C'est le plus connu des trois dans le milieu sportif dans la région. Il avait démoli un adversaire après l'autre, il y a deux ans et demi, aux Jeux du Québec, à Chicoutimi.

Un scénario qui ne risque pas de se reproduire aux championnats du monde. Pas que le jeune homme n'est pas bon. Mais la compétition s'avère plus relevée. Ses attentes sont donc modulées en conséquence.

«Je vais aborder ça un point à la fois», lance-t-il.

Sa préparation ne changera pas.
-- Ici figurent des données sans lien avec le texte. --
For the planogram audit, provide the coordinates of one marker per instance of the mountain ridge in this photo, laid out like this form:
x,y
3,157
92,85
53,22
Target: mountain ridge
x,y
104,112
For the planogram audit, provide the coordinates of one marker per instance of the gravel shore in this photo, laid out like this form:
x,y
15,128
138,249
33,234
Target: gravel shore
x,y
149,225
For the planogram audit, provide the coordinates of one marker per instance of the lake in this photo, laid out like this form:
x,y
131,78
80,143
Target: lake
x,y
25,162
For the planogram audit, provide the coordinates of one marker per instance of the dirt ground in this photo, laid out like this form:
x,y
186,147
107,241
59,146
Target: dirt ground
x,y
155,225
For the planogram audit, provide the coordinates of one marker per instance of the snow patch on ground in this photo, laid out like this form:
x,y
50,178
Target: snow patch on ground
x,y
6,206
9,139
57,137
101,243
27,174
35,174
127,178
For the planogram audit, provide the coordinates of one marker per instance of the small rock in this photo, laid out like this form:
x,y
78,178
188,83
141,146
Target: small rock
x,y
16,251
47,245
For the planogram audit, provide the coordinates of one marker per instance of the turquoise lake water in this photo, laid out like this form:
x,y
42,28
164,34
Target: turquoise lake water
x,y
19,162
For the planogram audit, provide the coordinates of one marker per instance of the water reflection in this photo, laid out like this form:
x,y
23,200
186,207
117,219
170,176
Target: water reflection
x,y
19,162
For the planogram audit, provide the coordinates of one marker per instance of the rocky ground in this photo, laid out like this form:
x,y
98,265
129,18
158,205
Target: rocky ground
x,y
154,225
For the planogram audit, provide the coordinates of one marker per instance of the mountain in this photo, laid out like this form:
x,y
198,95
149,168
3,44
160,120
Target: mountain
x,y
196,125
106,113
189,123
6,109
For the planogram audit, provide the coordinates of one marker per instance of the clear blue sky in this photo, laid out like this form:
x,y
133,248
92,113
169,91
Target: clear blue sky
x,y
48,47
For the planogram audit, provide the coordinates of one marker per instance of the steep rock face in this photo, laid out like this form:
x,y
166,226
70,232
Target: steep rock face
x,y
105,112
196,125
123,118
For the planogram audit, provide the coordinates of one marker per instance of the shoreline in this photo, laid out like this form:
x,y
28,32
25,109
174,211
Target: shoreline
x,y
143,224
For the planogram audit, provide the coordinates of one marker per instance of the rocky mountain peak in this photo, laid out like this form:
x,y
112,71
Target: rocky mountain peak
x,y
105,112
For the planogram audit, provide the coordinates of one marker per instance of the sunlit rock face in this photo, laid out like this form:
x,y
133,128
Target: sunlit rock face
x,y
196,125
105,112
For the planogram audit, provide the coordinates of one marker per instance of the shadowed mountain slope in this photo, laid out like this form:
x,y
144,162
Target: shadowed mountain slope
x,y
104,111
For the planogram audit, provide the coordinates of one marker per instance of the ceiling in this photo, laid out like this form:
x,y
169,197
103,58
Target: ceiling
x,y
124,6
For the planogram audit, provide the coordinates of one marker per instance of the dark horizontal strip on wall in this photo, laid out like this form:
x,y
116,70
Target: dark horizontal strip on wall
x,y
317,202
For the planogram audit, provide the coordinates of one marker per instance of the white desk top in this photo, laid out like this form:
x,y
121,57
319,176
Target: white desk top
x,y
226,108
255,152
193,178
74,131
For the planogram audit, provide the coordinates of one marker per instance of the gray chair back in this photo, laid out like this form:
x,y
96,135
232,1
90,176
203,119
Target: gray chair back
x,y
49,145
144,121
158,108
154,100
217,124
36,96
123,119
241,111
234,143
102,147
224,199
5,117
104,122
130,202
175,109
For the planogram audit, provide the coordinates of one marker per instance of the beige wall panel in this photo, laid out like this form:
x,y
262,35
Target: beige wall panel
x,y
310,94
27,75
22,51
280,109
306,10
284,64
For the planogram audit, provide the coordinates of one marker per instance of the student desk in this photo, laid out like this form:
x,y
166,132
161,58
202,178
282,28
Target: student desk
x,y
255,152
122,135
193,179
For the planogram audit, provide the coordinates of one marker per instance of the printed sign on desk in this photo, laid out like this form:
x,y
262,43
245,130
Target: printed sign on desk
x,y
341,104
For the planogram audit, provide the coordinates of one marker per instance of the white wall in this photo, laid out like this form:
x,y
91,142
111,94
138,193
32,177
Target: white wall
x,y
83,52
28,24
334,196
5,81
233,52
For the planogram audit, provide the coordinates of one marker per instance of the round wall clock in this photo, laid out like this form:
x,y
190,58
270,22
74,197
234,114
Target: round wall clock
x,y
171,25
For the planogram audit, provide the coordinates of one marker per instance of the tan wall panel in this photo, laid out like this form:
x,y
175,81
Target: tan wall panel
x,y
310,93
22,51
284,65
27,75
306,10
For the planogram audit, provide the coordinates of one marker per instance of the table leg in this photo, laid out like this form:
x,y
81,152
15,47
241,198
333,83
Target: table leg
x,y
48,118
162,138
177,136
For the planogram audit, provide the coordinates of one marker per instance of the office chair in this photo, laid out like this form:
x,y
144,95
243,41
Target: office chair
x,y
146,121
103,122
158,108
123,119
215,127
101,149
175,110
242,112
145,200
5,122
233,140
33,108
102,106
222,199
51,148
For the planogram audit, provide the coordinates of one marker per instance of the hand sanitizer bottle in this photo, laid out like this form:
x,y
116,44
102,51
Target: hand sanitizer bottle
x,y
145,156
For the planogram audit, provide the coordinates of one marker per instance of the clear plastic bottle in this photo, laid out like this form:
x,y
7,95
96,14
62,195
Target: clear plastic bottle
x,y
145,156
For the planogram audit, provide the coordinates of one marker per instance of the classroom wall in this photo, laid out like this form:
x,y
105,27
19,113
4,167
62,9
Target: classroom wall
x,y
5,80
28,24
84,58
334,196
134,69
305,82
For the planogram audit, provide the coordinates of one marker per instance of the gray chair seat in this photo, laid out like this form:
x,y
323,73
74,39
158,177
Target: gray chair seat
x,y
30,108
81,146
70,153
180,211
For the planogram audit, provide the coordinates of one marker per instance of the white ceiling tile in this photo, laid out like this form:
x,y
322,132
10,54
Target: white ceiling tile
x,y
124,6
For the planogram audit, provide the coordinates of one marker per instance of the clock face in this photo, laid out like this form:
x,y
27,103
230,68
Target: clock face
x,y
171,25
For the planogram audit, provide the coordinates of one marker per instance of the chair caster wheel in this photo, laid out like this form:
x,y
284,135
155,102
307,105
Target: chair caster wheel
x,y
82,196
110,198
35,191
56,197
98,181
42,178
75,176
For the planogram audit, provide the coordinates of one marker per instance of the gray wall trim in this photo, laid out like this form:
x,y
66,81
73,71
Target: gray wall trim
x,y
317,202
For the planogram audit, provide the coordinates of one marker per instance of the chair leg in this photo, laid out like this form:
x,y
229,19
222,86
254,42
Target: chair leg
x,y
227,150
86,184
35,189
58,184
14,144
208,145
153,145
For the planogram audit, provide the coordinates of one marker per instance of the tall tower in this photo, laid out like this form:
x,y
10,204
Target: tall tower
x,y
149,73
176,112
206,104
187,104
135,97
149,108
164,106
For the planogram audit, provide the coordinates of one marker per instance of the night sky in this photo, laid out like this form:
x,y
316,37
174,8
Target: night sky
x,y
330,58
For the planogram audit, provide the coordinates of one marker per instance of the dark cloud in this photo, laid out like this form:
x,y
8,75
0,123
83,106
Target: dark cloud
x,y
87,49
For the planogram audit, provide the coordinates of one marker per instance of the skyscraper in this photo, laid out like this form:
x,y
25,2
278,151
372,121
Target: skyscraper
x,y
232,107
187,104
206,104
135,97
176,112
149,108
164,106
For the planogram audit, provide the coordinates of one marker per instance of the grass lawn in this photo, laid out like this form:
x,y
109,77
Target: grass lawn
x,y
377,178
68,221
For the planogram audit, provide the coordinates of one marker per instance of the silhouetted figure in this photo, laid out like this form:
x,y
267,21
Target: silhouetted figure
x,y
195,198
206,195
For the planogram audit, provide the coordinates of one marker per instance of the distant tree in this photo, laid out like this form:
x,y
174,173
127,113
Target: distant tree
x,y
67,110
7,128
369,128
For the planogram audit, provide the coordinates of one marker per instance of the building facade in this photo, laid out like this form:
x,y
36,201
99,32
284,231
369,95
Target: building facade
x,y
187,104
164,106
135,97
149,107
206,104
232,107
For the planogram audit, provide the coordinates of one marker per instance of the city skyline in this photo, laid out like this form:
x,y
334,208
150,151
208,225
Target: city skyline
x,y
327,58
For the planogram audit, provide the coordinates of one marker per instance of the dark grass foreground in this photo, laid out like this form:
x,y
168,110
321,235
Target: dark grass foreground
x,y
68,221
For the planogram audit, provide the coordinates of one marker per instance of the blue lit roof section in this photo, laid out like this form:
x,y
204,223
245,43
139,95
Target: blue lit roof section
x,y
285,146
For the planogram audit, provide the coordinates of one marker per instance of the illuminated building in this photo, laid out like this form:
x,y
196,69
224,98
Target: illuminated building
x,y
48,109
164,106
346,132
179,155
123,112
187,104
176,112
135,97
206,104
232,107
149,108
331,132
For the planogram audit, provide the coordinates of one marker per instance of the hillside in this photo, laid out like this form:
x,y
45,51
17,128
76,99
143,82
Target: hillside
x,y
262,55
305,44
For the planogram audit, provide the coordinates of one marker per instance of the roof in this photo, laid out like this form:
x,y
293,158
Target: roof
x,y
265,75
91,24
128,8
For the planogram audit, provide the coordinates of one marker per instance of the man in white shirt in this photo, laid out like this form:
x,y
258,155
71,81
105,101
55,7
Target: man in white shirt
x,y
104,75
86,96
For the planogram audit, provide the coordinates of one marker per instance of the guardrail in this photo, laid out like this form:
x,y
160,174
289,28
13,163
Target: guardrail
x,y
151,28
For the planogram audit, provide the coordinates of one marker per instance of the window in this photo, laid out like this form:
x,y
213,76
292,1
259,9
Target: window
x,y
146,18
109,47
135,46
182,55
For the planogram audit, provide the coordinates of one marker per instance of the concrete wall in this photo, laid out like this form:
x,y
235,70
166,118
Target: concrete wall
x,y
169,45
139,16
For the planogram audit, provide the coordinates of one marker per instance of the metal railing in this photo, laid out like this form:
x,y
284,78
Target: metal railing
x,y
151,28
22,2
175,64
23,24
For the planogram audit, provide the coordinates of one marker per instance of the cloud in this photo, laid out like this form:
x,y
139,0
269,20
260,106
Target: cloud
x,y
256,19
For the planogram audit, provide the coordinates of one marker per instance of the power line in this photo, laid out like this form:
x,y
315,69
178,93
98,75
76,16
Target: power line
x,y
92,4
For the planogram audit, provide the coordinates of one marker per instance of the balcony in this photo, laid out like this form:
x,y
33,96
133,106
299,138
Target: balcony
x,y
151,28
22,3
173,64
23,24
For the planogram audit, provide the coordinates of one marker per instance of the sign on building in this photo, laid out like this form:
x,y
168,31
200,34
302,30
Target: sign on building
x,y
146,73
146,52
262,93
Il va enfiler ses écouteurs format géant avant chaque combat. La toune restera la même. Ce sera du Eminem qui crachera dans ses oreilles. Plus précisément au rythme de Lose Yourself.

«J'écoute toujours ça avant de me battre», confie Alexandre Benjamin.

Ça lui porte chance. Pourquoi donc changer une formule gagnante?

Maxym-Olivier, qui a 15 ans, adopte la même approche, mais avec un bémol. «Je n'ai pas une chanson en particulier que j'écoute, précise-t-il. Tant que c'est énergique, rien de trop slow

Donc pas de Céline Dion et son succès des années 1980 D'amour ou d'amitié sur le baladeur numérique.

«Non, pas vraiment», lance en riant le benjamin du clan.

Et le plus vieux dans tout ça? Il doit bien être superstitieux, lui aussi.

«Je dois toujours manger la bonne barre de chocolat et boire du gatorade. Ça marche chaque fois», assure Nicholas Patrick.

Pas question de déroger à sa routine. Pas question non plus d'essayer une barre locale.

«Je vais en avoir dans mes valises», fait remarquer l'étudiant-athlète de l'Université d'Ottawa.

Le trio aura une pensée pour leur grand-père Roger Flansberry, qui ne fera pas le voyage avec eux. «Il a 79 ans et il pratique encore le karaté», fait remarquer le plus vieux des frères Rivest.

Est-ce que grand-papa affronte parfois ses petits-fils à l'occasion de combats amicaux?

«Non, non. Lui, c'est récréatif», précise en souriant Nicholas Patrick.